四月というのは私にとって非常に辛い季節である。冬の間待ち焦がれた桜の花吹雪も鬱陶しく思う程だ。なぜかといえば、私が環境の変化に弱いというただそれだけの話である。別れと出会いの季節だなんて言うが、私には別れの寂しさしか感じられなかったりする。出会いの喜びなんて言ってもまだ喜べる程仲良くなんてなれていないし、その出会いに喜ぶ頃にはもう次の別れが迫っている。
「つまり私は新学期が嫌いなのだよ。」
「だからこんなとこでサボってんのかぁ?学級委員のくせによぉ。」
「いいじゃん別に。てかあんたも学級委員でしょ!」
私を覗き込んだのは短い銀髪で、見飽きたと言っていいほど長い付き合いのやつだ。私のクラス運の無さを間近で見てきた一人である。私は便宜上では人見知りはしないし、誰とでも仲良くできるように見えるらしく、数少ない本当に心を開いた友人とは大抵クラスを別けられた。なぜかこのスクアーロだけはずっと同じクラスだが。
「もう仲良さそうなやつ出来てたじゃねぇか。」
「上辺だけのねー。私は本当は狭く深くの付き合いが好きなの。」
「知ってるぞぉ。だから俺は深く付き合ってるじゃねぇかぁ。」
「なんかやらしー。」
「やらしい捉え方するお前がやらしいんだぁ!」
「うっせ白髪!」
「んだとぉ!?」
ぐしゃぐしゃとスクアーロの髪を撫で回す。無性に寂しいこの腕は、何かに触れてないと自分の腕かも分からない。
「おい…」
「ん?」
「俺はお前のこと好きだぜぇ。
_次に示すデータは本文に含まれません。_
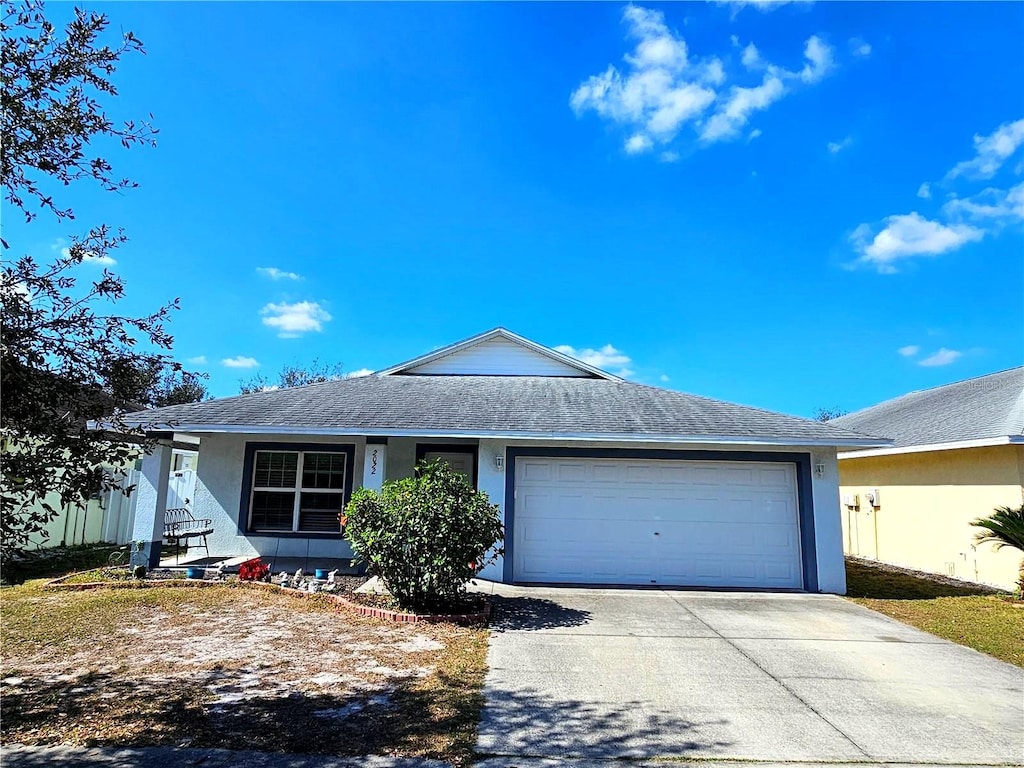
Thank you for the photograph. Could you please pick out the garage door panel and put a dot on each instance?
(668, 522)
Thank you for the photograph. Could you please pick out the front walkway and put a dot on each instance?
(603, 674)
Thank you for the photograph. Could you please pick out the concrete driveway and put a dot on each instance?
(599, 674)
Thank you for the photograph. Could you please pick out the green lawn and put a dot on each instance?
(967, 614)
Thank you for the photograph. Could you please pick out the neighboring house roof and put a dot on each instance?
(988, 410)
(543, 407)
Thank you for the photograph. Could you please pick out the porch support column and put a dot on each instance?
(150, 507)
(374, 464)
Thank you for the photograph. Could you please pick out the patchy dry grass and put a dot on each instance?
(237, 669)
(55, 561)
(966, 613)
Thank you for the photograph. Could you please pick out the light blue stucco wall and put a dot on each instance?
(218, 491)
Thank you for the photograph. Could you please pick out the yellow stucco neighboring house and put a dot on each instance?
(957, 454)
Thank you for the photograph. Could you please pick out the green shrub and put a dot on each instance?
(424, 537)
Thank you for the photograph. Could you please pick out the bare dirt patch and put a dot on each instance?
(236, 669)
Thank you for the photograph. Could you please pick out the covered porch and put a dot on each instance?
(317, 474)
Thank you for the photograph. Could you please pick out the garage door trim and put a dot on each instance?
(805, 499)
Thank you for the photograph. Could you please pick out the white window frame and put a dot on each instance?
(297, 489)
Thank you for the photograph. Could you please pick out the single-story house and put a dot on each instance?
(599, 480)
(957, 454)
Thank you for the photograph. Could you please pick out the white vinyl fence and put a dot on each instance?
(119, 514)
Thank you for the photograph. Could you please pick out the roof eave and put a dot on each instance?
(929, 448)
(516, 434)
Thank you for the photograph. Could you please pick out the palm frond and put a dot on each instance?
(1005, 527)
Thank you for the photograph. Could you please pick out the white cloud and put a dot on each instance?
(662, 88)
(859, 47)
(295, 320)
(741, 103)
(240, 361)
(991, 152)
(942, 357)
(274, 273)
(819, 59)
(752, 57)
(763, 5)
(606, 358)
(995, 206)
(357, 374)
(658, 91)
(638, 143)
(837, 146)
(910, 235)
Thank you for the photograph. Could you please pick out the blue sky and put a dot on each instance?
(788, 207)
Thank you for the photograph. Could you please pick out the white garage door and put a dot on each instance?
(666, 522)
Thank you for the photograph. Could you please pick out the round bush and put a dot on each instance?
(425, 537)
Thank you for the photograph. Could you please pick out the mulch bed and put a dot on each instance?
(476, 612)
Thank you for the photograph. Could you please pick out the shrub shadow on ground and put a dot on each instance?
(534, 613)
(526, 723)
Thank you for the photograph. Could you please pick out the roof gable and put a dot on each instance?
(497, 352)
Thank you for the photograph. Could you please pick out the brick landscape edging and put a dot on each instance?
(479, 617)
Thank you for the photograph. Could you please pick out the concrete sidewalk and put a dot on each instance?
(17, 756)
(169, 757)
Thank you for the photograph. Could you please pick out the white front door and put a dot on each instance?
(460, 462)
(656, 522)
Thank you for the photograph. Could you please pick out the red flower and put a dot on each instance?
(253, 570)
」
「…は、」
頭を撫でていた手を掴まれた。静まりかえった屋上は少し生温い風を受けては私の髪をなびかせた。
「髪、邪魔だなぁ。」
「スク、…」
近づく顔に反射的に目を瞑るとがつんと痛みがおでこを刺した。
「…え、?」
「やらしいこと期待したんだろぉ!」
「ばっ、し、してないわよバカ!カス!」
「カスはてめぇだぁ!」
「てゆーかなんででこぴん!?なんででこぴんしたの!?」
「お前がやらしいこと想像したからだぁ!」
「してないし、さっきからやらしいやらしいうるさいのよ、ハレンチ!」
回し蹴りをスクアーロのお尻に一発。ふいにくらったせいか運動神経のいいはずの奴が転んでく。スクアーロが私を巻き込むために腕を伸ばした。本来私はその腕を振り払うべきなのに、どうしてか出来なくてそのまま二人で倒れ込んだ。スローモーションで動く背景がスクアーロの慈しむような笑顔を最後にようやく止まった。
「なに、その顔…」
「お前が寂しそうな顔してんのがつれぇ。」
「…してないよ、そんな顔。」
「してんだろぉが。」
「ス、ク…」
もう騙されない、と近づく顔に怯まず、目を開けていた。スクアーロは気にせず瞳を閉じて私のそれを塞いだ。
「…………」
「…笑ってて欲しいんだぁ。」
「あんたが傍にいないと、笑えないもん。」
「なら、いてやる。」
嬉しそうな顔して私のことぎゅってするから、スクアーロのドキドキした心臓と私のドキドキした心臓が重なって、私も嬉しい顔をしてしまった。
生徒たちの4時すぎ
「今年のクラス替え、やっぱラッキーだったのかな。」
「当たり前だろぉ、俺と同じクラスなんだぜぇ?」
君がいるなら明日も学校に来たいと思う。
実はクラス一緒になるのは初めてな二人。